SQLServerCentral Article

The "Numbers" or "Tally" Table: What it is and how it replaces a loop

,

Editor's Note:

There is updated code in this article: Tally Oh! An Improved SQL 8K CSV Splitter Function. Please use that code for production purposes and not the code in this article. The updated code is located here: The New Splitter Functions.

Author UPDATE! (13 May 2011)

You'll find the makings of a "CSV Splitter" in this article. Please understand that it's for the explanation of how a Tally Table can be used in place of a WHILE loop and that it is, by no stretch of imagination, an optimal solution for a "CSV Splitter. For an optional solution, please refer to the following URL ( http://www.sqlservercentral.com/articles/Tally+Table/72993/ ) instead of using the code from this article for a "CSV Splitter" of your own.

Thank you for your time

Introduction

I actually started out writing an article on how to pass 1, 2, and 3 dimensional "arrays" as parameters in stored procedures. Suddenly it dawned on me that a lot of people still have no clue what a "numbers" or "Tally" table is, never mind how it actually works.
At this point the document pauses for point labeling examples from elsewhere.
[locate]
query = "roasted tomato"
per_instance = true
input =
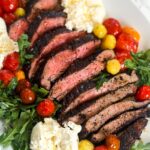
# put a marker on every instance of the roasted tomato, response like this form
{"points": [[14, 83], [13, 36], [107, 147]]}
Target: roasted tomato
{"points": [[9, 18], [6, 76], [143, 93], [112, 142], [102, 147], [27, 96], [11, 62], [10, 6], [126, 42], [113, 26], [22, 84], [46, 108]]}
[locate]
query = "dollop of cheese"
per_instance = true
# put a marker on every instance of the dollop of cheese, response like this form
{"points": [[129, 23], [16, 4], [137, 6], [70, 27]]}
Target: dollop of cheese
{"points": [[83, 14], [7, 45], [49, 135]]}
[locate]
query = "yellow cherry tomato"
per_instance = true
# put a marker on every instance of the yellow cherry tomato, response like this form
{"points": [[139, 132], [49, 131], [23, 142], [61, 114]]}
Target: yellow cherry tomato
{"points": [[20, 12], [100, 31], [112, 142], [109, 42], [113, 66], [132, 32], [86, 145], [20, 75]]}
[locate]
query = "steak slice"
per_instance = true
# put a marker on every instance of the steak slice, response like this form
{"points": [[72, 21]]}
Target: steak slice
{"points": [[118, 124], [18, 28], [114, 83], [132, 133], [38, 6], [96, 122], [64, 86], [61, 61], [102, 103], [55, 42]]}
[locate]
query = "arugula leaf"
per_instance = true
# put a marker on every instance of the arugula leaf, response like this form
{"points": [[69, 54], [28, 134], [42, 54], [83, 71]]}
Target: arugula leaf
{"points": [[23, 44], [103, 77], [141, 146], [141, 63]]}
There are dozens of things we can do in SQL that require some type of iteration. "Iteration" means "counters" and "loops" to most people and recursion to others. To those well familiar in the techniques of "Set-based" programming, it means a "Numbers" or "Tally" table, instead. I like the name "Tally" table because, well, it just sounds cooler and there's no chance of anyone mistaking what I said when I say "Tally Table". Everyone immediately knows what I'm talking about and what it's used for. If they don't, they always stop and ask.
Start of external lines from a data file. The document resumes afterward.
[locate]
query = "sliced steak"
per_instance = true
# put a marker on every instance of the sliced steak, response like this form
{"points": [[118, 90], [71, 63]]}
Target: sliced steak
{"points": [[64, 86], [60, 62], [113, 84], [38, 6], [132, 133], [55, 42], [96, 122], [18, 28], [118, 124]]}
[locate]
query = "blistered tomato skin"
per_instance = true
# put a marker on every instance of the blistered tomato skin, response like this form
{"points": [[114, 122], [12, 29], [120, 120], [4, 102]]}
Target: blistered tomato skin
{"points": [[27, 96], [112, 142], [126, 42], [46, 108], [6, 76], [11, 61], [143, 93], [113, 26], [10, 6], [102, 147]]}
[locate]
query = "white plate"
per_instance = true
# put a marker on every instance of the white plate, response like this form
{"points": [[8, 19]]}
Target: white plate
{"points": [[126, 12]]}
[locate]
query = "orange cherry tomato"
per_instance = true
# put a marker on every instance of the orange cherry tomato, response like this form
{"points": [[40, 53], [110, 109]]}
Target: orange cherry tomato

So, with that in mind, we're going to explore what a Tally table is and how it works to replace loops. We'll start out simple and build to the classic example of "splitting" a parameter. We'll throw in the added bonus of how to normalize an entire table worth of a CSVColumn... all with no cursors, no loops, no functions, and no performance problems.

Building a Tally Table

A Tally table is nothing more than a table with a single column of very well indexed sequential numbers starting at 0 or 1 (mine start at 1) and going up to some number. The largest number in the Tally table should not be just some arbitrary choice. It should be based on what you think you'll use it for. I split VARCHAR(8000)'s with mine, so it has to be at least 8000 numbers. Since I occasionally need to generate 30 years of dates, I keep most of my production Tally tables at 11,000 or more which is more than 365.25 days times 30 years.

There are many methods to build a Tally table. Let's use one of the most obvious, a loop. Why? Because it's familiar ground for a lot of folks... trust me for a minute... I have other points to make in this article...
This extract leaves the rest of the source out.